Rabies
There are few viruses as successful as rabies virus. It has survived for millennia in most parts of the world. It can replicate in all warm-blooded animals, where the resultant disease is almost invariably fatal. The virus ensures its own survival by causing the afflicted host to find another host for it. It was thought that a single virus type is responsible for all the rabies diseases. It was not until the discovery of rabies-related viruses such as the Lagos bat, Mokola and Duvenhage viruses in the Lyassavirus genus, was this view seriously challenged.
A. Properties
member of the Lyassavirus of the Rhabdoviridae
ssRNA enveloped virus, helical symmetry
infectivity destroyed by lipid solvents
6-7 nm spike projections are present on the envelope
characteristic bullet-shaped appearance
virion 130-240nm * 80nm
-ve stranded RNA codes for 5 proteins; G, M, N, L, S
Exceeding wide range of hosts
Electronmicrograph and schematic diagram of rabies virus particles (Source: CDC)
Rabies virus have been adapted to growth in a wide variety of primary and continuous cell systems, not only from cells of warm blooded animals but also ones of poikilothermic vertebrate origin. The virus is grown in human diploid cells for the purpose of producing a vaccine. It has also been adapted to growth in avian embryos. Monoclonal and polyclonal studies of rabies isolates from many animal studies worldwide have led to the following classification of the rabies group of Rhabdoviridae, genus Lyssavirus. Lagos bat, Mokola and Duvenhage viruses have been isolated from various animals in a number of African countries. Their natural hosts are unknown and are thought to be bats or rodents. EBL-1 and EBL-2 have been isolated from European bats. Duvenhage and EBL-2 viruses have been associated with human infection that resulted in a rabies-like illness and death.
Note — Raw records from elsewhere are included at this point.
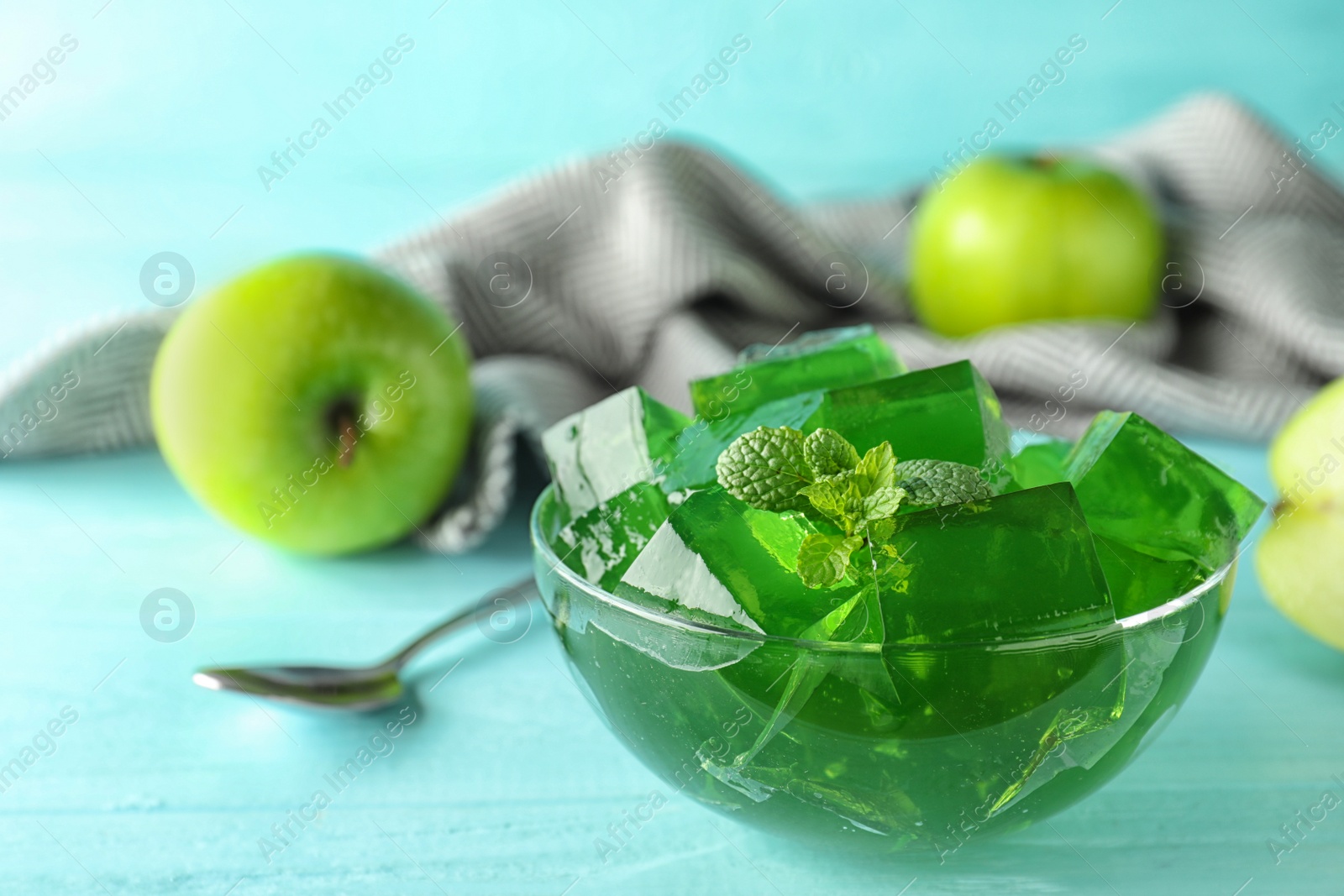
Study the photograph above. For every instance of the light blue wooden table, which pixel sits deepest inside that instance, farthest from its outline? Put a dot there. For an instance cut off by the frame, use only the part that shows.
(148, 139)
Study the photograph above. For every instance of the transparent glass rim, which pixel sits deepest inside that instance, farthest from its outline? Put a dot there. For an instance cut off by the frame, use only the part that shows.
(1100, 631)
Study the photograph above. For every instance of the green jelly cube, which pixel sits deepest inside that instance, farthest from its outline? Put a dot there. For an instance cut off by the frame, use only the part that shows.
(1140, 582)
(1039, 464)
(602, 543)
(701, 443)
(824, 359)
(944, 412)
(717, 555)
(1142, 488)
(611, 446)
(1015, 566)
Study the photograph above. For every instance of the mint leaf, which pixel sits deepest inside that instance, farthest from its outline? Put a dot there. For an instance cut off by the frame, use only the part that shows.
(880, 531)
(839, 497)
(827, 452)
(877, 468)
(882, 503)
(823, 559)
(765, 468)
(938, 483)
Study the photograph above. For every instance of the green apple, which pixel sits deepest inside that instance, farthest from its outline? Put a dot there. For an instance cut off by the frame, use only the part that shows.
(1299, 560)
(316, 403)
(1012, 239)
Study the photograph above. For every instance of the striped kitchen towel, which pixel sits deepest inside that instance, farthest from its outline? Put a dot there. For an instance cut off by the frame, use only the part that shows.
(655, 266)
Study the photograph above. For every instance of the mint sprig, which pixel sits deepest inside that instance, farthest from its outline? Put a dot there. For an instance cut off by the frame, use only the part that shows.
(822, 474)
(938, 483)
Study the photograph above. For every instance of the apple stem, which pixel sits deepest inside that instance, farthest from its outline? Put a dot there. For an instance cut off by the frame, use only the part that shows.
(349, 436)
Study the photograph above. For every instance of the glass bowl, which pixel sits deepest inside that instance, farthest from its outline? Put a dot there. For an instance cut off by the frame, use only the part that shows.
(878, 747)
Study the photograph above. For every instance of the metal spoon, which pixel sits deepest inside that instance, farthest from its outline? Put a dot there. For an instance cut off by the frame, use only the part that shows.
(360, 688)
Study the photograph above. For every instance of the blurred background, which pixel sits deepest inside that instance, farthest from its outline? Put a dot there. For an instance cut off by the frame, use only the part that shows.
(150, 134)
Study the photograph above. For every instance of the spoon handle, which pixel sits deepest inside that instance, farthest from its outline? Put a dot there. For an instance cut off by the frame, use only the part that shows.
(511, 597)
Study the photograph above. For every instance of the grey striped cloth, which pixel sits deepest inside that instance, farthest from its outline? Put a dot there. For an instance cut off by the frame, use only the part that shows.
(656, 266)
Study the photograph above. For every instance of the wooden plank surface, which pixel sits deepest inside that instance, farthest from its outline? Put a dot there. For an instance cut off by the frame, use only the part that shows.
(506, 777)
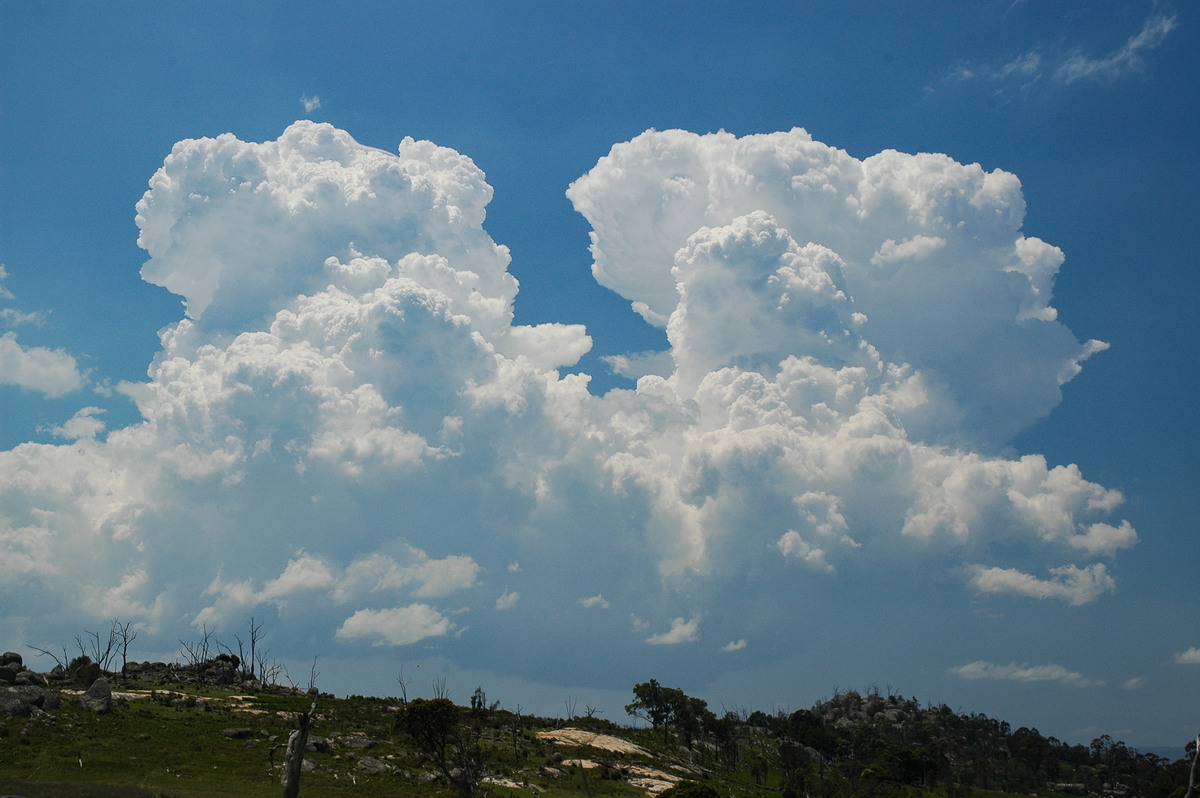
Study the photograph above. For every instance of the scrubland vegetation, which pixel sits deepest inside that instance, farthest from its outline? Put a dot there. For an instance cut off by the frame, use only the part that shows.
(214, 726)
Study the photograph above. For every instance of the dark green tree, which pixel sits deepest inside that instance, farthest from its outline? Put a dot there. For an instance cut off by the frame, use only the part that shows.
(431, 723)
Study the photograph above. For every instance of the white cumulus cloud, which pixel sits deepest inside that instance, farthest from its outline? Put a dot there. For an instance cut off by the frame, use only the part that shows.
(1191, 657)
(395, 627)
(1013, 672)
(1069, 583)
(682, 631)
(347, 417)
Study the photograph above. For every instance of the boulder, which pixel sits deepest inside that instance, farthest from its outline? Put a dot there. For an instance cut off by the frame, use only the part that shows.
(9, 672)
(238, 733)
(21, 701)
(373, 767)
(30, 677)
(99, 697)
(13, 705)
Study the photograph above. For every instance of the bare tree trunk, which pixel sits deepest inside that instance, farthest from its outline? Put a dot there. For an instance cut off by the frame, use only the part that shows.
(1192, 775)
(294, 756)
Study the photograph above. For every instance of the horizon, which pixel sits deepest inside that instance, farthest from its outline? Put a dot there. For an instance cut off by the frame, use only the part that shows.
(757, 353)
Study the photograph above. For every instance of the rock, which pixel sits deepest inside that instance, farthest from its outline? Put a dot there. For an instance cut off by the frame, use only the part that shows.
(9, 672)
(99, 697)
(238, 733)
(372, 767)
(357, 742)
(13, 705)
(29, 677)
(21, 701)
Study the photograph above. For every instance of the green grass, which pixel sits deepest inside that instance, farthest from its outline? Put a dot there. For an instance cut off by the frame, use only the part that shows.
(147, 748)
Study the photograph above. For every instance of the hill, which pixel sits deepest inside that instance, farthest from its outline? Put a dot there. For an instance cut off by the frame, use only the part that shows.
(213, 729)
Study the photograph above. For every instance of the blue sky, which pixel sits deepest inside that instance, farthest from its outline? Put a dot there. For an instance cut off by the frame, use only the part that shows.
(451, 499)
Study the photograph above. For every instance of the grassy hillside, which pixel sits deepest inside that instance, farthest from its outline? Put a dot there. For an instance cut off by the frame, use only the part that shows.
(173, 735)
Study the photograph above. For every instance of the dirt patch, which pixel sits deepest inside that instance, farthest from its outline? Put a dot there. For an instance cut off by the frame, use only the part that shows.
(601, 742)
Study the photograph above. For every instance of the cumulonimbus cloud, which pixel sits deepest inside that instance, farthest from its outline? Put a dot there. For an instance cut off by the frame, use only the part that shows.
(347, 427)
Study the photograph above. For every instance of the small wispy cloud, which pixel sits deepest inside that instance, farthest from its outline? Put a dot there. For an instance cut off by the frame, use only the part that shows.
(1191, 657)
(1127, 59)
(1014, 672)
(1077, 586)
(595, 601)
(1027, 69)
(682, 631)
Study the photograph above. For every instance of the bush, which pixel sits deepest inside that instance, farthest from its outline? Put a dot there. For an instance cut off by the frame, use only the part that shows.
(690, 790)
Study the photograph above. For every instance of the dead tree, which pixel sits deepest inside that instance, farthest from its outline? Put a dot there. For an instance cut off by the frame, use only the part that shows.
(1192, 774)
(294, 755)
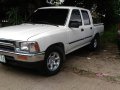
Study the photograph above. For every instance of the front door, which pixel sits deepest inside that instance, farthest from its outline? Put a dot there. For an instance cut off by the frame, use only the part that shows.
(75, 34)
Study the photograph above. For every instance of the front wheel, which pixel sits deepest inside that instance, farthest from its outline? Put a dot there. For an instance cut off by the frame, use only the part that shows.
(53, 60)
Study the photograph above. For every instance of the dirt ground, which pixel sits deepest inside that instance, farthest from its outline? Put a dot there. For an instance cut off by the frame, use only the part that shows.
(82, 70)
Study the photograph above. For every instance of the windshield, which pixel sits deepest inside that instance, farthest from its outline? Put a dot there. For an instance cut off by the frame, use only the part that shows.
(49, 16)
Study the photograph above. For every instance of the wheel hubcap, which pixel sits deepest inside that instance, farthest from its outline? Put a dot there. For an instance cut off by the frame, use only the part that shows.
(53, 61)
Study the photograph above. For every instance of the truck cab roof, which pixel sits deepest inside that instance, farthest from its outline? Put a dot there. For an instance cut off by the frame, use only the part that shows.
(62, 7)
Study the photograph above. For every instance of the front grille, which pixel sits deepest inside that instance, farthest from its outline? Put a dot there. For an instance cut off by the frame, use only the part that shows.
(7, 45)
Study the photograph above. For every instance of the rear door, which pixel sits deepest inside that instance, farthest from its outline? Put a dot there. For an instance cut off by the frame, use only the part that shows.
(88, 26)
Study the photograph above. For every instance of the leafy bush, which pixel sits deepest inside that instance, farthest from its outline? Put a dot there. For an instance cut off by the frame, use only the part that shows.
(14, 16)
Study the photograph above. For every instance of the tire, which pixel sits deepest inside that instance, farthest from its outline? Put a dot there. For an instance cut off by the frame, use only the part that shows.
(53, 61)
(95, 44)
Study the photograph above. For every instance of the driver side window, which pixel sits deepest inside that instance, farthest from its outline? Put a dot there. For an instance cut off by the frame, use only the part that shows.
(75, 16)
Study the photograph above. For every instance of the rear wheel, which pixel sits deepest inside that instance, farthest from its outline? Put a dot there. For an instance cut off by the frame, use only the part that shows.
(53, 60)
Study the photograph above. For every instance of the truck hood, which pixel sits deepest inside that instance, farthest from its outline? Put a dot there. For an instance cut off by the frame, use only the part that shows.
(24, 31)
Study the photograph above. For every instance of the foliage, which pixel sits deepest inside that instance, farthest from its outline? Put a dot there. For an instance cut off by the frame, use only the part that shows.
(14, 16)
(110, 34)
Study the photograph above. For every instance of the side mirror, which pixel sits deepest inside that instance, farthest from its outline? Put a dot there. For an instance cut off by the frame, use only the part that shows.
(74, 24)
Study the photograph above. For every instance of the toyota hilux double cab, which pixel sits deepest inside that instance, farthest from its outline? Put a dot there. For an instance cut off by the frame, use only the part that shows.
(47, 36)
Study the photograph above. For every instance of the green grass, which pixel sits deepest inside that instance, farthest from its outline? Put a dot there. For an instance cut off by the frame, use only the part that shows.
(110, 35)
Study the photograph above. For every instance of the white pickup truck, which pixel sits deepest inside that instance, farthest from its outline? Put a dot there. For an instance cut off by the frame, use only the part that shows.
(47, 36)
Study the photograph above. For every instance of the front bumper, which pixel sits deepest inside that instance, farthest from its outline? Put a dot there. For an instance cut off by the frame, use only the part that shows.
(23, 57)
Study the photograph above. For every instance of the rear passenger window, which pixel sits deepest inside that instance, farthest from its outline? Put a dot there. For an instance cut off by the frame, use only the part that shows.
(75, 16)
(86, 17)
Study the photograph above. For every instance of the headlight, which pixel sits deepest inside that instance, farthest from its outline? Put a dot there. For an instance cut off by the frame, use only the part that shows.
(28, 47)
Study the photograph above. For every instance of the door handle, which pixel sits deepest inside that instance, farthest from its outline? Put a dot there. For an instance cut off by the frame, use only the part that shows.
(82, 29)
(90, 27)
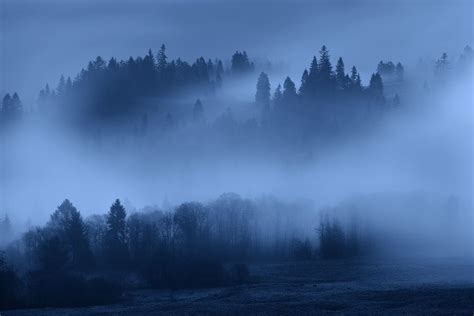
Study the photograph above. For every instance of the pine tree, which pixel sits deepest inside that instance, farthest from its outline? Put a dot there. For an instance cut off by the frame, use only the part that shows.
(116, 237)
(60, 90)
(325, 70)
(442, 67)
(376, 85)
(399, 72)
(262, 97)
(198, 111)
(161, 59)
(66, 222)
(340, 74)
(277, 96)
(289, 91)
(356, 83)
(304, 83)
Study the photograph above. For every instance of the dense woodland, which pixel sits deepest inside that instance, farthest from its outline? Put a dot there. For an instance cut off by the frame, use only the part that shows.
(329, 102)
(192, 245)
(74, 261)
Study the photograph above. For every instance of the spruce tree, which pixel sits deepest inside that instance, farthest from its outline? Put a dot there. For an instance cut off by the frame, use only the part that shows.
(340, 74)
(116, 237)
(262, 97)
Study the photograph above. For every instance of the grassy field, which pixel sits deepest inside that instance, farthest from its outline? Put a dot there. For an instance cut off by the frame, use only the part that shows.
(319, 287)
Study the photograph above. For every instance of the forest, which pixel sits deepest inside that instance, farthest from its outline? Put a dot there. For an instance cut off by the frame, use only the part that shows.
(77, 260)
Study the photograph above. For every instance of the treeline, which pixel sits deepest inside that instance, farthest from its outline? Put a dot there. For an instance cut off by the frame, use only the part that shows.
(330, 101)
(116, 88)
(73, 261)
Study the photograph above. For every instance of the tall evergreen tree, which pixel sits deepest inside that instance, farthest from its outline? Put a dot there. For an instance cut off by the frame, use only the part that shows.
(356, 83)
(399, 72)
(262, 97)
(289, 91)
(67, 224)
(116, 236)
(61, 89)
(340, 74)
(277, 96)
(304, 83)
(198, 111)
(161, 59)
(325, 67)
(376, 85)
(442, 67)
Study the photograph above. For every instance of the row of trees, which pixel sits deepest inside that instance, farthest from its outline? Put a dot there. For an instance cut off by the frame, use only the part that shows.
(11, 108)
(114, 88)
(184, 247)
(319, 84)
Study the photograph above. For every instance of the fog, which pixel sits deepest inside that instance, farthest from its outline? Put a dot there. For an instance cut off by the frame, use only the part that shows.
(42, 40)
(425, 149)
(321, 146)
Serotype 1 | prototype rabies virus |
Serotype 2 |
|
Serotype 3 | Mokola |
Serotype 4 | Duvenhage |
Serotype 5 | EBL-1 ((European bat lyssaviruses) |
Serotype 6 | EBL-2 |
Rabies is a zoonosis which is prevalent in wildlife. The main animals involved differs from continent to continent.
Europe | fox, bats |
Middle East | wolf, dog |
Asia | dog |
Africa | dog, mongoose, antelope |
N America | foxes, skunks, raccoons, insectivorous bats |
S America | dog, vampire bats |
Increasingly, bats have been recognized as important reservoirs of rabies in many parts of the world. Cases of rabies in humans have been reported after bites by bats. Rabies virus had been shown to infect all mammals so far tested. Dogs, cats and cattle are particularly susceptible. Skunks, bats, foxes, squirrels, badgers, raccoons and mongooses are the principle wildlife host. Foxes are the main carriers in Europe. Birds have also been shown to be susceptible to infection. Compartmentation occurs with rabies, so that the disease is reported in one major host species in certain geographical areas while it is reported less frequently in the same species in other areas of endemic rabies.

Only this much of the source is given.